Moreover, the very fact that I failed to get myself expelled, even after speaking to the head the way I did, convinced me that, for whatever reasons, I was destined to obtain the A level grades required to get a place on a drama or theatre studies degree course.

Suffice to say, the concert went ahead as planned and I spent the rest of my time at KEVI without provoking another serious attempt to expel me.

However, from that day till the day I left, as I walked down the corridors during recess, I would often hear voices say: “That’s the lad who got away with telling Duffy where to go.” 

Which still tickles me to this day.

Love’s Flickering Flame

One of the most intelligent, funny and sophisticated girls I knew was in all my A level English, Sociology and History classes. Her name was Catherine, although most people call her Cath.

The primary reason we hit it off so famously was because of our mutual love of wit, humour and mischief. Cath not only encouraged my recalcitrant behaviour, she loved me for it.

It was therefore little surprise that I loved her fearless intellect and rebellious spirit, which often resulted in passionate political diatribes from us both, on the utter tyranny of Thatcher’s Britain and the essential failings of the Communist Manifesto.

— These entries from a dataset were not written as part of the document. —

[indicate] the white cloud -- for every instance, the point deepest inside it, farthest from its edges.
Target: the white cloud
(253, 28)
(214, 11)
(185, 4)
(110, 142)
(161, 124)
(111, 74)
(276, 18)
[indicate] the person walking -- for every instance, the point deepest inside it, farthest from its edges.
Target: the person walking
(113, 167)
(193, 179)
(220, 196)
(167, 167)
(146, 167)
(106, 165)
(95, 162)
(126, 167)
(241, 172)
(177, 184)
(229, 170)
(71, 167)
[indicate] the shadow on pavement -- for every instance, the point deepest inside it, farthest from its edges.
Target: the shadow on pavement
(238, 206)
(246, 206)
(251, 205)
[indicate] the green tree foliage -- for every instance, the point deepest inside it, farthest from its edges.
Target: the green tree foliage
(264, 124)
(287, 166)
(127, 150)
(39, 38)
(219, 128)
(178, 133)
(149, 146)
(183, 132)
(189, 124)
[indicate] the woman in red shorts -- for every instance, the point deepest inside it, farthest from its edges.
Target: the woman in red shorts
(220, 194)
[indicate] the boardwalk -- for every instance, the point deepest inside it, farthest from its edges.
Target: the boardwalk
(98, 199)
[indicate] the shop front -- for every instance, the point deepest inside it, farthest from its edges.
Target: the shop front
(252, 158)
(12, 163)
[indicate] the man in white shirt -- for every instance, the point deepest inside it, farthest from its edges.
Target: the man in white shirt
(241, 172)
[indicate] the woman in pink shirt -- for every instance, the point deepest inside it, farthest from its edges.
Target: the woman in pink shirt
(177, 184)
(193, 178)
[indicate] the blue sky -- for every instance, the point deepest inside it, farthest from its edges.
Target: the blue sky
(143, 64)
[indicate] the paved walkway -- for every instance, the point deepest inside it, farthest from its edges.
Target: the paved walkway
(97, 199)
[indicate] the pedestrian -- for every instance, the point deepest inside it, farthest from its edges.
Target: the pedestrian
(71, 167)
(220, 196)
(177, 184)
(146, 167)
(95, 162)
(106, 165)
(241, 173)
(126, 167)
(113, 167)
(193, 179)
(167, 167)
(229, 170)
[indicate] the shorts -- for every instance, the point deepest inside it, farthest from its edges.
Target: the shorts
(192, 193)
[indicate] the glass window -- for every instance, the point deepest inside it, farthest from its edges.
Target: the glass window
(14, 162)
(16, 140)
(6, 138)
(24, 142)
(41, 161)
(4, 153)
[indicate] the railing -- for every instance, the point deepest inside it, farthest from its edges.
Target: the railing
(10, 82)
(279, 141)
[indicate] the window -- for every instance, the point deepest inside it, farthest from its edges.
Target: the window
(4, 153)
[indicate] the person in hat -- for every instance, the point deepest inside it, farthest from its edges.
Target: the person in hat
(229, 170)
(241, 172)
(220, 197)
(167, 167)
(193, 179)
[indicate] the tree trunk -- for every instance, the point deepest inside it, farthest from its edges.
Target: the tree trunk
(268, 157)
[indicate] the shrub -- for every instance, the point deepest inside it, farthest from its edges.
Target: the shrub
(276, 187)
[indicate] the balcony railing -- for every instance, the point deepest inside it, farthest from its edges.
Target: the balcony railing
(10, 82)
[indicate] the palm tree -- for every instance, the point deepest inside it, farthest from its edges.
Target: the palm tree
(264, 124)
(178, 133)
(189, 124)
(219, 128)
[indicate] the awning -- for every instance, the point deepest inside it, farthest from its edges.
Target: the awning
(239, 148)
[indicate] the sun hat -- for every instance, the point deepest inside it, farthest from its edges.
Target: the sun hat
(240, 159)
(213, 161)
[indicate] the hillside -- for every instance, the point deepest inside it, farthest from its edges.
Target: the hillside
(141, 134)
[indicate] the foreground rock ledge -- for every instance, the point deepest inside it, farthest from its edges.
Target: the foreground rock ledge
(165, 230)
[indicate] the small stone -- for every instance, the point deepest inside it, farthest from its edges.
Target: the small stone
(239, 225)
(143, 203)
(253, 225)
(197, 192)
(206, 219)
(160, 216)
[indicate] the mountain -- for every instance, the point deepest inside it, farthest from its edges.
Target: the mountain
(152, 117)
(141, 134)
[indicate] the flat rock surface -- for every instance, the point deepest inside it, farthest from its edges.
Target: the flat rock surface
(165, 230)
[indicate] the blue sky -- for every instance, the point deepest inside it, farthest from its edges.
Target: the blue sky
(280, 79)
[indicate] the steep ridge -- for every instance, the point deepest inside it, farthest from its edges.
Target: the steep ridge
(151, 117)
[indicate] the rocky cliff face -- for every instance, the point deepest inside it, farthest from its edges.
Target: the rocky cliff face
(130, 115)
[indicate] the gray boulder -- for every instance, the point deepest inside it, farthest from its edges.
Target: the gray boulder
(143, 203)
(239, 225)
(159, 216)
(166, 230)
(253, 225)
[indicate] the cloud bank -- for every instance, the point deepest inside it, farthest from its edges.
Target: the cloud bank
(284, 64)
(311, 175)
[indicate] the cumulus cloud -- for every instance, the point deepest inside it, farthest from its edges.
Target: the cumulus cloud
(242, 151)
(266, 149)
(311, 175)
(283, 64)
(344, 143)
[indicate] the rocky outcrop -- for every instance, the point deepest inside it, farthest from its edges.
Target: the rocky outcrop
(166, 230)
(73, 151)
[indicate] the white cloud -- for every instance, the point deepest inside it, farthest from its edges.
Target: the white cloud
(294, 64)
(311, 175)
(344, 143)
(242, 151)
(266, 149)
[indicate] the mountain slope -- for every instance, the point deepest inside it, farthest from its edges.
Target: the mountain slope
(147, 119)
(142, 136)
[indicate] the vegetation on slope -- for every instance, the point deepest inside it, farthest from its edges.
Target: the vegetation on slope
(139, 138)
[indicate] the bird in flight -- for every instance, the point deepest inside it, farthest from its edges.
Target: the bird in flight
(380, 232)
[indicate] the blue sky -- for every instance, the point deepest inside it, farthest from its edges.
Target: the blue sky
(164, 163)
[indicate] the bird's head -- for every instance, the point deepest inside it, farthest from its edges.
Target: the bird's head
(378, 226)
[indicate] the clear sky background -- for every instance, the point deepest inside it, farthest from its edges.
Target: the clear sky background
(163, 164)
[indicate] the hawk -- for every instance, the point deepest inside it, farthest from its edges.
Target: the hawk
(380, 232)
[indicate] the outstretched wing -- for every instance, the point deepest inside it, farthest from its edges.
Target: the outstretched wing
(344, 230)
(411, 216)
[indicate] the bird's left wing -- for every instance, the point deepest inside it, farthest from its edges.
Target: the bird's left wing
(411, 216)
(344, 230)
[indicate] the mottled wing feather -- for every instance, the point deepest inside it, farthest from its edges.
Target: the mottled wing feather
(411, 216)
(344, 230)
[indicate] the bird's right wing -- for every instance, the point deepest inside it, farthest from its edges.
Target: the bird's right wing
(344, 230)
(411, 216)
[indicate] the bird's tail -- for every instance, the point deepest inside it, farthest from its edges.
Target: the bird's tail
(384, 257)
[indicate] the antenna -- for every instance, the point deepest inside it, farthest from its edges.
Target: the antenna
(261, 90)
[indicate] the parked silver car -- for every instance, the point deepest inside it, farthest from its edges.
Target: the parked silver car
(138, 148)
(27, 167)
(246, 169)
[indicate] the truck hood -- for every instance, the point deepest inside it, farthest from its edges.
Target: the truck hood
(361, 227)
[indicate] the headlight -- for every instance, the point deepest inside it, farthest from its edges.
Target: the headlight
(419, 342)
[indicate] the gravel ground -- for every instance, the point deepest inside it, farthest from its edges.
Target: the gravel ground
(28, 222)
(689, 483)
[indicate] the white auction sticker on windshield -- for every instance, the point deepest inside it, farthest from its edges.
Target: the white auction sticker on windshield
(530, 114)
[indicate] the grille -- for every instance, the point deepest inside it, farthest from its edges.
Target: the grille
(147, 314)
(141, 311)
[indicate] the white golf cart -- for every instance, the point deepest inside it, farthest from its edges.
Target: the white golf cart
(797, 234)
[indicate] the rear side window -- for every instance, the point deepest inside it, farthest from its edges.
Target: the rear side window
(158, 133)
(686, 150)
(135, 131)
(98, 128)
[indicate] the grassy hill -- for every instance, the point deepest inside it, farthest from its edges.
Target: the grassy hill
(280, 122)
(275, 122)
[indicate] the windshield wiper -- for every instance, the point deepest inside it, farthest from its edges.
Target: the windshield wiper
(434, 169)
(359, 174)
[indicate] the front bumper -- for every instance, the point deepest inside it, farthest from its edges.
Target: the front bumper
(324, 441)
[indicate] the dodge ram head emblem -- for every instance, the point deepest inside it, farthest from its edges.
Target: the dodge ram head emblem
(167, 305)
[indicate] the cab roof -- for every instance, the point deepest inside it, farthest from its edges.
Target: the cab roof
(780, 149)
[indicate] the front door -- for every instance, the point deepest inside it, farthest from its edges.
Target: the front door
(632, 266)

But when I had to oversee the eviction from our family home on the morning before we sat our final History exam, Cath immediately saw how broken my spirit was when I turned up at the school gym looking like I hadn’t slept a wink and she very kindly offered her unconditional support throughout the entire experience.

As a cruel twist of fate would have it, we went out on our first real date at a country pub shortly before the eviction but the conversation was obviously dominated by my family’s impending destitution, as well as the fact that Cath would be leaving to study at Goldsmiths in London within just a few short weeks.

Since I planned to take a year out before doing a drama degree, even though I was technically homeless, we both knew that our romance was destined to be very brief at best but our friendship and trust would prevail.

Nevertheless, I left school at eighteen with four O and three A levels, on the day I single-handedly oversaw the eviction of my family from Hepscott Hall, whilst my parents and sister enjoyed their holiday in sunny Spain.

Not exactly the send off I’d hoped for, to say the least.